People taking Alzheimer’s disease medications known as cholinesterase inhibitors are also commonly given medications that oppose their effects, according to a new study in the Journal of the American Geriatrics Society.

The interfering medications are those with anticholinergic properties—often found in drugs used to treat gastrointestinal disorders, allergies, incontinence, depression and Parkinson’s disease.

“There’s concern that if someone is taking both types of drugs—cholinesterase inhibitors and anticholinergic medications—they will antagonize each other, and neither will work,” said study leader Denise Boudreau, PhD, RPh, an associate scientific investigator at Seattle-based Group Health Research Institute.

Cholinesterase inhibitors work by inhibiting the breakdown of acetylcholine, which sends signals in the nervous system. By contrast, anticholinergics block the action of acetylcholine. Since the two types of drugs have opposite effects, it makes sense not to give both kinds of drugs to an individual person, the researchers are arguing.

Boudreau and colleagues conducted a retrospective cohort study of 5,625 people aged 50 or older who received a new prescription for cholinesterase inhibitors between 2000 and 2007. The researchers used electronic pharmacy records of Group Health Cooperative and Kaiser Permanente Colorado—nonprofit healthcare systems that together serve more than a million people.

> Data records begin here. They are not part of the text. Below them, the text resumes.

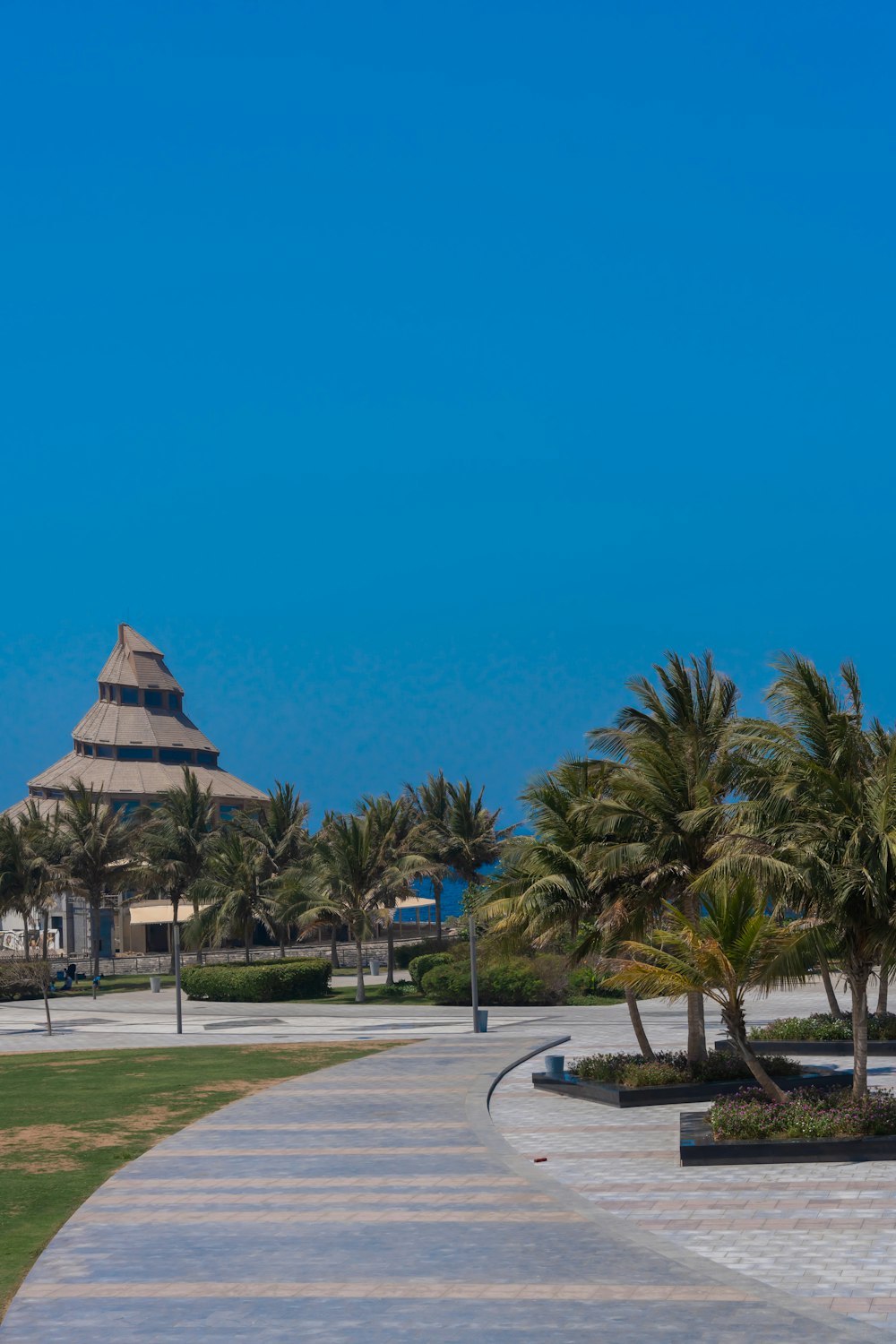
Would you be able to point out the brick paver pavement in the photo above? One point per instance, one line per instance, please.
(821, 1230)
(280, 1219)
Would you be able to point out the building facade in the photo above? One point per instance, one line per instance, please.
(131, 746)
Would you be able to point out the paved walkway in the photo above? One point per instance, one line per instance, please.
(376, 1201)
(821, 1230)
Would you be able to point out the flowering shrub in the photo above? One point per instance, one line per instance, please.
(804, 1115)
(672, 1067)
(823, 1026)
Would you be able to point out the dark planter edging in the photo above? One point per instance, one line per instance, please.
(810, 1047)
(613, 1094)
(697, 1148)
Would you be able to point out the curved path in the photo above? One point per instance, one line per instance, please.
(375, 1201)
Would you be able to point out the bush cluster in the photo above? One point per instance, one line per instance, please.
(805, 1115)
(823, 1026)
(511, 983)
(406, 952)
(672, 1067)
(419, 965)
(263, 983)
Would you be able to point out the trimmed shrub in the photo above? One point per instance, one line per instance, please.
(823, 1026)
(419, 965)
(501, 984)
(672, 1067)
(805, 1115)
(265, 981)
(406, 952)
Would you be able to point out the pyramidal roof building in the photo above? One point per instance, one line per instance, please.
(131, 746)
(134, 741)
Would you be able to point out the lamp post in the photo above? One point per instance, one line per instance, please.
(474, 986)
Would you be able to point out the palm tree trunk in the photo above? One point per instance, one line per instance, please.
(359, 983)
(737, 1029)
(94, 935)
(637, 1026)
(883, 989)
(437, 892)
(829, 986)
(858, 986)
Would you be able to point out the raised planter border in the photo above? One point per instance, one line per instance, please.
(697, 1147)
(613, 1094)
(810, 1047)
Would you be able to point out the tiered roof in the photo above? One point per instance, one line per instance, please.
(136, 739)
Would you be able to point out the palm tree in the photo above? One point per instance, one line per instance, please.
(397, 832)
(97, 849)
(731, 948)
(231, 892)
(665, 809)
(818, 822)
(549, 884)
(280, 831)
(175, 843)
(430, 803)
(343, 886)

The research team found patients who also had a prescription for anticholinergics from the year before their cholinesterase prescription until the analysis ended in December 2008, or the patient left the healthcare system or died.

Among the findings:

Of the cholinesterase inhibitor users, 37 percent were also taking at least one anticholinergic drug, and more than 11 percent took two or more. This was similar to other studies of Medicare beneficiaries, researchers said.

For those using both medication types, dual use generally lasted three to four months, but 25 percent used both classes of drugs for more than a year.

Anticholinergics were already being used in 23 percent of people receiving a new cholinesterase inhibitor prescription, and 77 percent continued, even after starting the cholinesterase inhibitor.

Subjects using both medication types were not more likely to enter a nursing home or to die than those taking only cholinesterase inhibitors.

“It’s reassuring that we did not observe an association between simultaneous use of the two types of drugs and increased risk of death or nursing home placement,” Boudreau said. “But concomitant use of these drugs is, at the very least, not optimal clinical practice.”

The study was the first to use state death records and insurance claims for nursing home care to look for effects of taking both drug types, according to Group Health Research Institute.